Saturday, March 17, 2007

Criticizing the Economist


Two examples: First up, here's James Fallows, writing in 1991:

A certain modesty would seem appropriate in The Economist’s leaders [editorials] these days, considering that after 10 years in which the Thatcher government essentially did what the magazine said, Britain has the weakest economy in Europe. (Remind me, again, why we’re looking to the British for economic advice.) But the implied message of the leaders often seems to be, “I took a First at Oxford. I’m right.”

The cover of anonymity for the magazine’s writers is an important part of its omniscient stance, among other reasons because it conceals the extreme youth of much of the staff. “The magazine is written by young people pretending to be old people,” says Michael Lewis, the author of “Liar’s Poker,” who now lives in England. “If American readers got a look at the pimply complexions of their economic gurus, they would cancel their subscriptions in droves.”

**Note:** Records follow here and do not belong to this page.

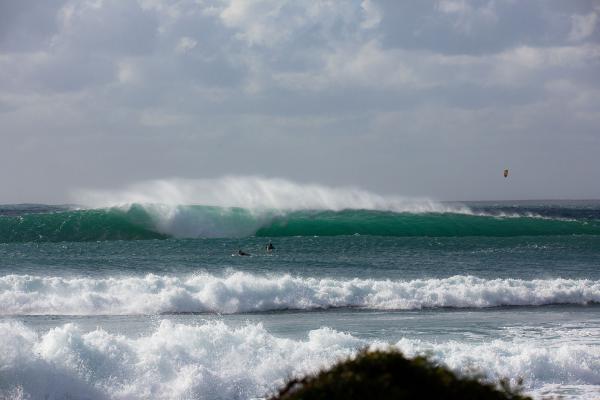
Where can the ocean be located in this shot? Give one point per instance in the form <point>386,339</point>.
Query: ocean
<point>151,301</point>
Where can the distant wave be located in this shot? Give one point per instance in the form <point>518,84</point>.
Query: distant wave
<point>241,292</point>
<point>153,221</point>
<point>250,206</point>
<point>214,360</point>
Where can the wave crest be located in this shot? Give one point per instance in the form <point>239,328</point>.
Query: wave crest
<point>241,292</point>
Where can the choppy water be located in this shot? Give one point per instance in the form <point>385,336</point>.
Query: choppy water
<point>88,310</point>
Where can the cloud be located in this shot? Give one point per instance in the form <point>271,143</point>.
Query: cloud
<point>337,92</point>
<point>582,26</point>
<point>185,44</point>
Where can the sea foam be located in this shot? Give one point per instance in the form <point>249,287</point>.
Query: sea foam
<point>211,360</point>
<point>239,292</point>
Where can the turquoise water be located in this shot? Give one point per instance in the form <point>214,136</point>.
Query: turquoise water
<point>87,309</point>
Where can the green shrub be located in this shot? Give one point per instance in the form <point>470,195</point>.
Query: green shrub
<point>389,375</point>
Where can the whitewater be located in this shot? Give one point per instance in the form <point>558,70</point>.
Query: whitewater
<point>138,292</point>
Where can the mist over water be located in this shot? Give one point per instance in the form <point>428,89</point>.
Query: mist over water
<point>253,193</point>
<point>140,292</point>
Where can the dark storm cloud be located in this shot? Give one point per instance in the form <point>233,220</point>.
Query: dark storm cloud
<point>416,98</point>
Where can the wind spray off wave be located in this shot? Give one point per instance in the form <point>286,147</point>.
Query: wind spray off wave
<point>236,207</point>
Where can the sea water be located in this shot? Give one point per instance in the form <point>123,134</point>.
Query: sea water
<point>152,301</point>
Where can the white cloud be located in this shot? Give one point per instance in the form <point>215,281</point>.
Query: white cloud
<point>467,17</point>
<point>185,44</point>
<point>372,14</point>
<point>582,26</point>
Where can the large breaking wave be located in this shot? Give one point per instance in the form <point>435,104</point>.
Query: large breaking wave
<point>241,292</point>
<point>240,207</point>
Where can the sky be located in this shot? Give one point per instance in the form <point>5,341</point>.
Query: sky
<point>412,98</point>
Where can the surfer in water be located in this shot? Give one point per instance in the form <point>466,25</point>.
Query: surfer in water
<point>269,247</point>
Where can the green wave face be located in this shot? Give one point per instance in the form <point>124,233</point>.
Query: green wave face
<point>350,222</point>
<point>159,222</point>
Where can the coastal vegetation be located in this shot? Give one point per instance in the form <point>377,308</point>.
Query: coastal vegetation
<point>390,375</point>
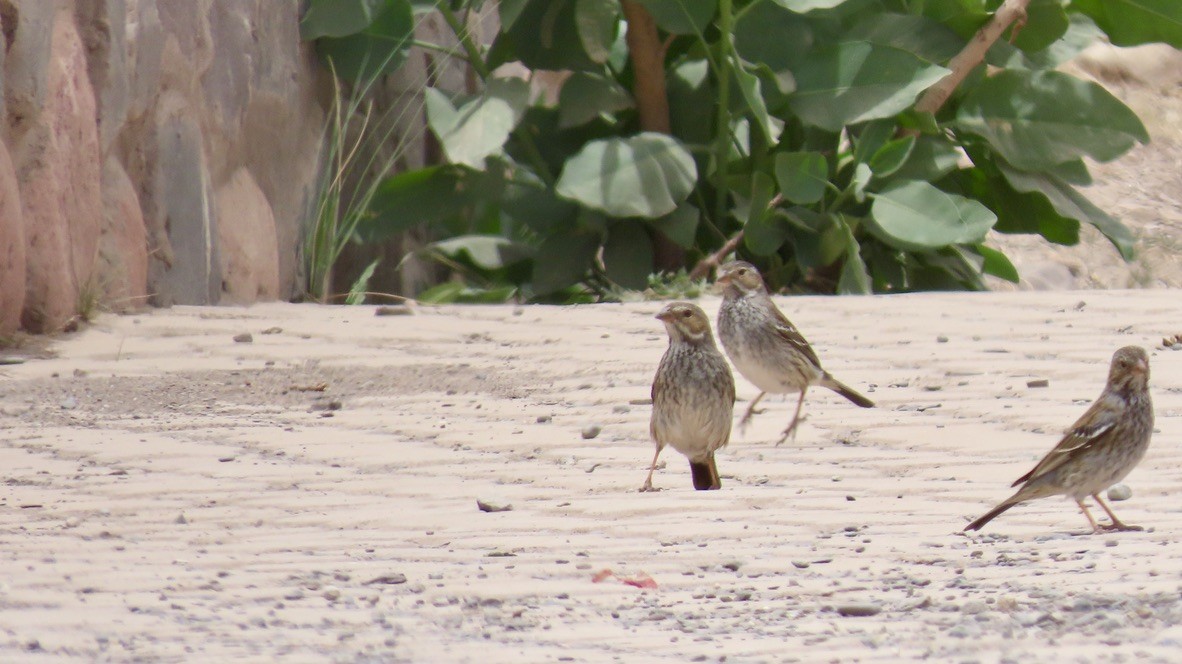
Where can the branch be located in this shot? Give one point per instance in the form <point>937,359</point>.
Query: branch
<point>703,266</point>
<point>973,54</point>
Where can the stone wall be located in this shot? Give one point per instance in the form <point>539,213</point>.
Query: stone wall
<point>153,151</point>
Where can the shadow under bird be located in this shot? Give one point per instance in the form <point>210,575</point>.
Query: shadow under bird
<point>693,395</point>
<point>1099,449</point>
<point>766,347</point>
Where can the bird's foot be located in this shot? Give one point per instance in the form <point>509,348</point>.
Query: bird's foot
<point>1121,527</point>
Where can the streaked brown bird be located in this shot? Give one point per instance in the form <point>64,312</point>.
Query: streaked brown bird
<point>766,347</point>
<point>693,395</point>
<point>1099,449</point>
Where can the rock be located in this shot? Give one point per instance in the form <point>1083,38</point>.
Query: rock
<point>1119,492</point>
<point>487,506</point>
<point>12,247</point>
<point>858,610</point>
<point>247,245</point>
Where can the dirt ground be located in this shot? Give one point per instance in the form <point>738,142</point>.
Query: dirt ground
<point>173,494</point>
<point>311,494</point>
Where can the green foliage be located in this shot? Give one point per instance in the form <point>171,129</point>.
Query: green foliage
<point>791,121</point>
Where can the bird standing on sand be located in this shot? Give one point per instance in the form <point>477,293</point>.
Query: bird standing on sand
<point>1099,449</point>
<point>693,395</point>
<point>766,347</point>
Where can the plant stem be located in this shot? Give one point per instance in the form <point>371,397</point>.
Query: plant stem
<point>722,129</point>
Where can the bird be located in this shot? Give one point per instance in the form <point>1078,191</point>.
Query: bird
<point>766,347</point>
<point>693,395</point>
<point>1099,449</point>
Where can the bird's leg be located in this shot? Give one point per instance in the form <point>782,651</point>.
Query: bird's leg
<point>796,420</point>
<point>751,411</point>
<point>1083,508</point>
<point>648,481</point>
<point>1117,525</point>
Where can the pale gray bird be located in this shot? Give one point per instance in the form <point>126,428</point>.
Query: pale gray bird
<point>693,395</point>
<point>766,347</point>
<point>1099,449</point>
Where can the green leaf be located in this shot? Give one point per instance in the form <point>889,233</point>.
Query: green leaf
<point>586,96</point>
<point>596,21</point>
<point>855,277</point>
<point>891,156</point>
<point>916,34</point>
<point>680,225</point>
<point>1046,21</point>
<point>378,49</point>
<point>916,216</point>
<point>1071,203</point>
<point>749,88</point>
<point>1038,119</point>
<point>563,260</point>
<point>932,158</point>
<point>856,82</point>
<point>1129,23</point>
<point>338,18</point>
<point>805,6</point>
<point>628,255</point>
<point>485,252</point>
<point>478,129</point>
<point>998,264</point>
<point>645,175</point>
<point>681,17</point>
<point>801,176</point>
<point>406,200</point>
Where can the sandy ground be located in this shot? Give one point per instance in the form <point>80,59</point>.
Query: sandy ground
<point>174,495</point>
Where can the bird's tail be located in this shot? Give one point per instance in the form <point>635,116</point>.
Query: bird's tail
<point>706,474</point>
<point>846,391</point>
<point>989,516</point>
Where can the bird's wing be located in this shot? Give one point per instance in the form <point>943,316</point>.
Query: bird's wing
<point>1092,427</point>
<point>788,332</point>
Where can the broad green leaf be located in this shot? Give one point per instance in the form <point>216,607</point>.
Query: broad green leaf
<point>645,175</point>
<point>891,156</point>
<point>596,21</point>
<point>1038,119</point>
<point>338,18</point>
<point>856,82</point>
<point>932,158</point>
<point>1071,203</point>
<point>681,17</point>
<point>916,216</point>
<point>772,36</point>
<point>547,34</point>
<point>628,255</point>
<point>801,176</point>
<point>855,277</point>
<point>406,200</point>
<point>921,36</point>
<point>1129,23</point>
<point>585,96</point>
<point>563,260</point>
<point>805,6</point>
<point>479,128</point>
<point>753,98</point>
<point>680,225</point>
<point>998,264</point>
<point>1046,21</point>
<point>486,252</point>
<point>378,49</point>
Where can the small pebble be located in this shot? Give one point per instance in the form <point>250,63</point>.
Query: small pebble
<point>858,610</point>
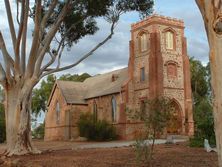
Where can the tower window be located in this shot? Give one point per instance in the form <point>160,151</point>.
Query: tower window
<point>143,42</point>
<point>114,108</point>
<point>142,74</point>
<point>57,113</point>
<point>169,40</point>
<point>172,70</point>
<point>95,111</point>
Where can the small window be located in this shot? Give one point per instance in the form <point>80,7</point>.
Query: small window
<point>171,70</point>
<point>114,108</point>
<point>57,113</point>
<point>143,42</point>
<point>169,40</point>
<point>95,111</point>
<point>142,74</point>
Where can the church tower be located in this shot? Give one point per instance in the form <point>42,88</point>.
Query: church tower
<point>159,66</point>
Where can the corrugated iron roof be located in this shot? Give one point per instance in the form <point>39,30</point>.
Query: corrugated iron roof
<point>99,85</point>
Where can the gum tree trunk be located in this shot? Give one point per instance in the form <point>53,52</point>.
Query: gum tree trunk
<point>18,122</point>
<point>211,11</point>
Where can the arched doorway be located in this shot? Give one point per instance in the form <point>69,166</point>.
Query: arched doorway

Next, here's Tom Scocca, writing in 2007:

... The smug glibness that Mr. Fallows diagnosed 16 years ago is still there—adjectives and adverbs deployed in place of evidence: “rightly,” “admirable,” “impressive,” “encouraging,” “predictable,” “worrying.” “Here,” one story begins, “are three pieces of conventional political wisdom what are almost all certainly wrong.” Almost all certainly. Elsewhere, an obituary of Arthur Schlesinger Jr. declares that “Mr. Schlesinger was too young to remember the New Deal.” Mr. Schlesinger, by the piece’s own internal evidence, was born in 1917.

But The Economist is less provocative than it is aggressively boring: “The last time he ran for president John McCain spent months rolling around New Hampshire in a bus, the Straight Talk Express.” “In the absence of reliable, up-to-date information, markets go awry.” The layout is even duller—thick columns of type wrapping from page to page, like a cross between the old New Republic and the telephone book. The back page is filled with currency tables (for those who would convert the 16 different cover prices longhand). The only nod to magazine aesthetics is the sheen of the paper stock.

Stupefaction is its own form of power. “When a Garuda Indonesia airliner crashed and burst into flames at Yogyakarta airport in central Java on March 7th it naturally saddened the nation.”

[...]

The audience for this is not people who care about the world, but people who believe it is important to care about the world. When other magazines say they want to be like The Economist, they do not mean they wish to be serious. They mean they wish, by whatever means, to be taken seriously.

1 Comments:

  1. Rahul Siddharthan said...

    “Here,” one story begins, “are three pieces of conventional political wisdom what are almost all certainly wrong.” Almost all certainly.

    I looked it up in my copy of the March 10 Economist, and the sentence (p. 62) is: "Here are three pieces of conventional political wisdom that are all almost certainly wrong." The phrase he mockingly quotes isn't there. Of course, it's possible the American edition is less carefully proof-read.

    However, I can believe they are pandering to the US market. I used to wonder how they could possibly support the Iraq war (for which they never apologised -- the standard excuse is Bush mishandled it but it was a good idea.) I now think they figured (correctly) that opposing it would reduce sales in the US in 2003.